Depuis mon enfance, je veux me rendre utile, et c’est dans mon projet professionnel que j’ai eu envie de le concrétiser. Certains disaient que c’était honorable, mais c’était souvent tout autre chose que j’entendais. « Tu gagneras quoi ? Le SMIC ? » ; « C’est pas un travail ça en vrai, n’importe qui peut le faire » ; « Ah oui, en gros c’est le truc là où tu te déguises pour faire rire les enfants ? » ; « T’as bien réfléchi ? De toute façon, tu pourras changer si t’aimes pas » ; « C’est dommage, t’as des bonnes notes pourtant » ; « Prends exemple sur N., elle a galéré mais aujourd’hui elle gagne très bien sa vie. »

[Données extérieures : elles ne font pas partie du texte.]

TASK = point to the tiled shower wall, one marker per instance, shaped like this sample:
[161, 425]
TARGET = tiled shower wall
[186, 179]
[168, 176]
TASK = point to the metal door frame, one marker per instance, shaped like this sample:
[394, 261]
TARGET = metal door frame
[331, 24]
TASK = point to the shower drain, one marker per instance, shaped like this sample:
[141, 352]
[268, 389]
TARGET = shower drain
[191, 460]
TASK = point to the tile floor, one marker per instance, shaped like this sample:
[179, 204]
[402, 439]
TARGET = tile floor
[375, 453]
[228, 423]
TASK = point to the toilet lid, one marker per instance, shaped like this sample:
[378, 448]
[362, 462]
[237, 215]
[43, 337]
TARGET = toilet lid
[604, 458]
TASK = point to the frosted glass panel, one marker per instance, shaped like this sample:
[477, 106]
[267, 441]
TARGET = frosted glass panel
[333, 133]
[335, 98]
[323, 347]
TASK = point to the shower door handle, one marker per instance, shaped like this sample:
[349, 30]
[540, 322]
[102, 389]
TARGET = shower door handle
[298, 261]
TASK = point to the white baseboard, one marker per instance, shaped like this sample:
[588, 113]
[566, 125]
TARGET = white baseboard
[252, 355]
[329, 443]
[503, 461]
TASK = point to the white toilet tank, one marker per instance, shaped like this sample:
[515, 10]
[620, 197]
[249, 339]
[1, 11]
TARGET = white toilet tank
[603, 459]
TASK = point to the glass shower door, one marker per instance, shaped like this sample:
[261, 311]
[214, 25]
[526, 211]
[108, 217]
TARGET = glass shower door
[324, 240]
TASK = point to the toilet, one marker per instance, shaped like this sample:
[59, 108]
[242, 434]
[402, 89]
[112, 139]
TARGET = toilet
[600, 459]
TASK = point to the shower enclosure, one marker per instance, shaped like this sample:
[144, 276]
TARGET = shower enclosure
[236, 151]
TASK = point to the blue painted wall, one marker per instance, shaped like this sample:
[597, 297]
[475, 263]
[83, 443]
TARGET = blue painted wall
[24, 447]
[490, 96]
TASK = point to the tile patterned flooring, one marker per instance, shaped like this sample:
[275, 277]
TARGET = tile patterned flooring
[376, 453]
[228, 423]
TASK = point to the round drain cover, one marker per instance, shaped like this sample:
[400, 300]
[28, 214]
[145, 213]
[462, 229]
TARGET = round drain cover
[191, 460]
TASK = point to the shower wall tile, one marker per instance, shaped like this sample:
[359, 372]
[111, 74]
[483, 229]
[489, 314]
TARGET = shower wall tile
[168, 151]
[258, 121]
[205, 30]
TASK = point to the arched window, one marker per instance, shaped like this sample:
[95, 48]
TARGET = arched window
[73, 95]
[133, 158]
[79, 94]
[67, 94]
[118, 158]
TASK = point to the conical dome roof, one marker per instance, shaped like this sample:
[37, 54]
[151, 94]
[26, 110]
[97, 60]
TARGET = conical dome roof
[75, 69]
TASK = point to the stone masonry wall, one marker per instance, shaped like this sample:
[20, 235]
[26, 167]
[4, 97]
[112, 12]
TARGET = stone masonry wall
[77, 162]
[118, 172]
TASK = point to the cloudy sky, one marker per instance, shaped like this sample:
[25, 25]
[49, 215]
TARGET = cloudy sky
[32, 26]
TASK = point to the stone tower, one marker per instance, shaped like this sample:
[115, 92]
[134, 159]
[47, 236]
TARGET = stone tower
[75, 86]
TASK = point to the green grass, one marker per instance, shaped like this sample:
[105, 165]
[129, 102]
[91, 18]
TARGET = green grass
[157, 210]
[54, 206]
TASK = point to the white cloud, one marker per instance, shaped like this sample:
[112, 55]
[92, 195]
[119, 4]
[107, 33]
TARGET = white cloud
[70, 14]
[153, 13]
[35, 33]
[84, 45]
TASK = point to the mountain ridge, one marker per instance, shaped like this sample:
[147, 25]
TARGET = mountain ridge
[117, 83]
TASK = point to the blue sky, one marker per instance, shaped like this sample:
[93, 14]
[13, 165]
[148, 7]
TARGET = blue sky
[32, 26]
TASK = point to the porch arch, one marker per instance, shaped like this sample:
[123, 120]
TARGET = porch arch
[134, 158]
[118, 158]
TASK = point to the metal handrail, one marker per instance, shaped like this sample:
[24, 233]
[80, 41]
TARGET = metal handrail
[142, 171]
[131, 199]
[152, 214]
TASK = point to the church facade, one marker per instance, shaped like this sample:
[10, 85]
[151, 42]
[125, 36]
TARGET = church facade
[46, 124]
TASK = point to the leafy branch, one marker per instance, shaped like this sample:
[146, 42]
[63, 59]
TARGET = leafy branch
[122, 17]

Challenge : ne rien lâcher

Toutes ces paroles, je les ai entendues de ma famille, de leurs amis et de connaissances. À les entendre, tout était bon à faire, sauf ce que moi, je voulais faire. Je ne comprenais pas. J’étais contente de me lever tous les matins pour aller en cours. Peut-être que c’était ça qui dérangeait ? Pour mes parents, voir réussir leurs enfants autant, voire plus qu’eux, est un objectif. Et apparemment il fallait faire de longues études et avoir un salaire élevé pour réussir sa vie, ce sont les métiers avec ces critères qu’on me conseillait sans cesse.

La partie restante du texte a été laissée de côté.